Nós que lemos ficaremos sempre na dúvida…
Peço-vos que continuem a alimentar o poder da imaginação…
Fiquem Bem!

Rafeiro Perfumado disse...

Jove, já tens no "Textos Soltos" as palavras a ti destinadas para fazeres as frases! Nada de piedade com a Irritadinha! ;)

Unknown disse...

Parabéns. A blogoesfera é tão individualista e cheia de egos soltos e marados, que apreciar esta iniciativa é uma lufada de ar fresco. Aprecio este tipo de iniciativas. Têm vida própria. Reveladoras de uma visão abrangente e colectiva.

Um abraço ao colectivo de autores / colaboradores do post,

Irritadinha disse...

Parente desgraçado! Parente era fechar-te numa sala a fazeres premanentes ovelhas! Vil!

Alzira do PVC disse...

Falando em rasgos, lembro-me de rasgados. Não vai um remendozito pró fato de latex? Vendo baratinho.

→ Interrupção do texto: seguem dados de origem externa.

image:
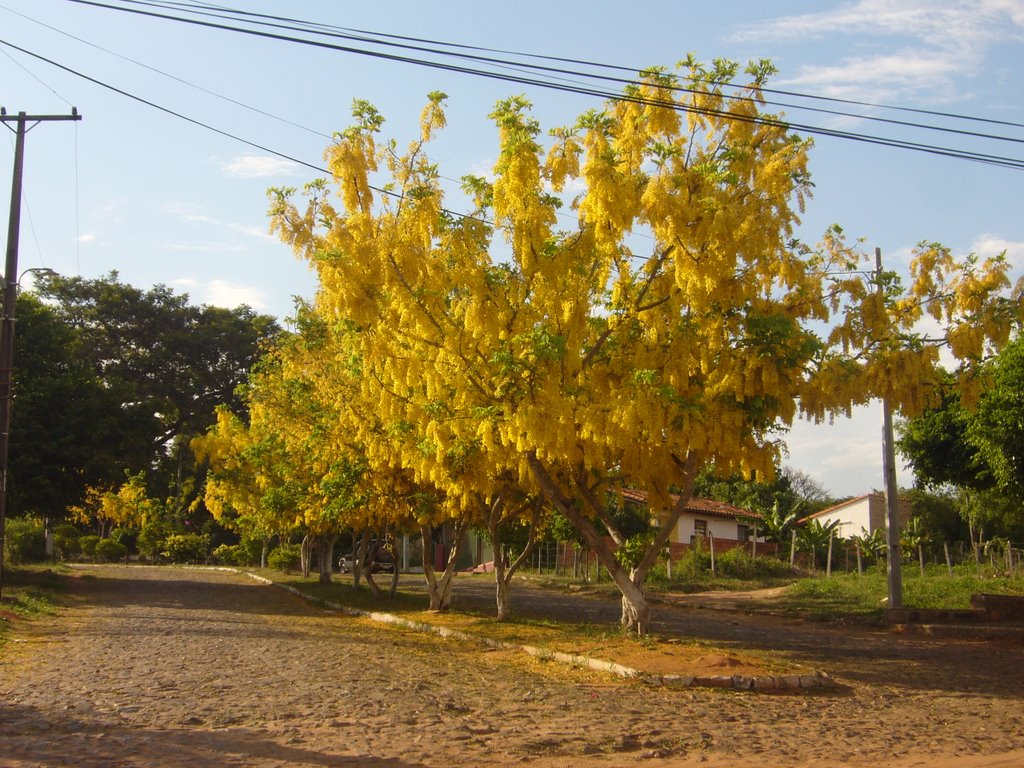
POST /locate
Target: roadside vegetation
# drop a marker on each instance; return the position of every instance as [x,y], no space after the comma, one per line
[33,591]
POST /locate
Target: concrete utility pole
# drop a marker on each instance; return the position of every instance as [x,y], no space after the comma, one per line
[10,297]
[894,569]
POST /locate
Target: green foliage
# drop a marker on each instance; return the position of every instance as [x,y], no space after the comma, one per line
[127,538]
[997,428]
[88,544]
[285,557]
[938,513]
[24,541]
[109,550]
[736,563]
[246,552]
[632,552]
[66,540]
[112,379]
[186,548]
[151,540]
[844,596]
[978,450]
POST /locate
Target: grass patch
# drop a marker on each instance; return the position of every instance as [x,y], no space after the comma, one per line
[848,596]
[649,654]
[30,591]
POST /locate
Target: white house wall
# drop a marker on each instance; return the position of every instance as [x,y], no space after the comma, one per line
[851,518]
[717,526]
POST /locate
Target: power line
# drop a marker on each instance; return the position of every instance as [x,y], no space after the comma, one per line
[196,6]
[209,127]
[593,91]
[374,38]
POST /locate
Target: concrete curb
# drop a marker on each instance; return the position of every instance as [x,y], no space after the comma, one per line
[775,683]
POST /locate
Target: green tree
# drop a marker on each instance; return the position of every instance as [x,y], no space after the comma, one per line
[62,418]
[997,427]
[163,365]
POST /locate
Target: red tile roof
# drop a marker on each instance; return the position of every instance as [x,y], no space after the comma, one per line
[695,505]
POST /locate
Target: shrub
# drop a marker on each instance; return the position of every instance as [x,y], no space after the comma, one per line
[186,548]
[88,544]
[251,551]
[286,557]
[108,550]
[228,554]
[152,539]
[126,537]
[24,541]
[66,539]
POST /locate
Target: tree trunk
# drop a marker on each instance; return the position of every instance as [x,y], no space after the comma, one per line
[359,548]
[439,590]
[325,552]
[498,514]
[264,551]
[305,553]
[832,538]
[636,610]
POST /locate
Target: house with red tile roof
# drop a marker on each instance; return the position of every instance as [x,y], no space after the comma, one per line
[704,519]
[862,513]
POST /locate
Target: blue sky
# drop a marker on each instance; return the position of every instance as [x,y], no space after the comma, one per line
[162,201]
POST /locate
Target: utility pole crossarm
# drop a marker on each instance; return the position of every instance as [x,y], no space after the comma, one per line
[22,121]
[5,118]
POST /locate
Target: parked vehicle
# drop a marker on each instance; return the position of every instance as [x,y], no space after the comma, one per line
[382,561]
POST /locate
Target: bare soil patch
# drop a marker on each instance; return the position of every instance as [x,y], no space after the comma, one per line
[163,667]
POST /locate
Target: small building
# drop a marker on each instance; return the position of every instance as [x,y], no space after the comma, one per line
[862,513]
[704,519]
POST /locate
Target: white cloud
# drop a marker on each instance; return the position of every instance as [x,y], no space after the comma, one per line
[943,40]
[204,247]
[222,293]
[258,166]
[194,215]
[990,245]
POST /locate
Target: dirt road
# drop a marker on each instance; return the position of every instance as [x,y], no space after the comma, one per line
[154,667]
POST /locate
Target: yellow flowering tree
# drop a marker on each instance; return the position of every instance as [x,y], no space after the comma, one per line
[675,324]
[128,507]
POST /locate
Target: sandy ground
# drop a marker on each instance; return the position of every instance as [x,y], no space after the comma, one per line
[153,667]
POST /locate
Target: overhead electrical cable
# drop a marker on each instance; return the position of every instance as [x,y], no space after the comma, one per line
[588,62]
[763,120]
[209,127]
[207,9]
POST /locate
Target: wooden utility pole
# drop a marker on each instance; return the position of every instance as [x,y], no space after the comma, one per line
[23,126]
[894,567]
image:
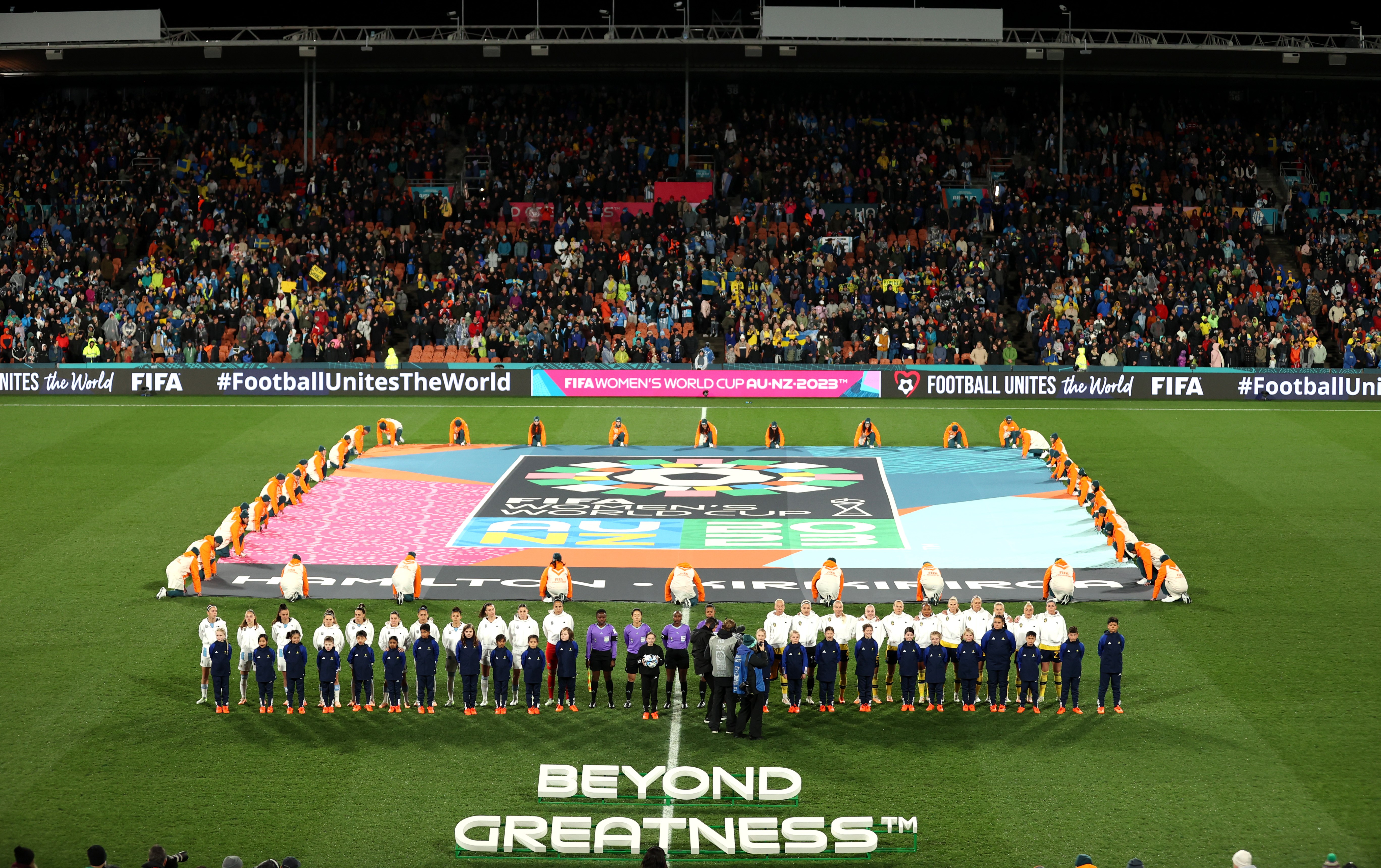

Uma vez mais, parabéns pelo texto.

Bigmac disse...

Alzira,

A sua veia comercial irá certamente fazer com que a qualidade do Latex pervaleça mesmo dentro de uma teia de arame farpado e... electrificado pela lentidão de exposição à natureza.

Abraço Alzirado,

Alzira do PVC disse...

Vai um fatinho de latex para as suas cruzadas, caro Bigmac?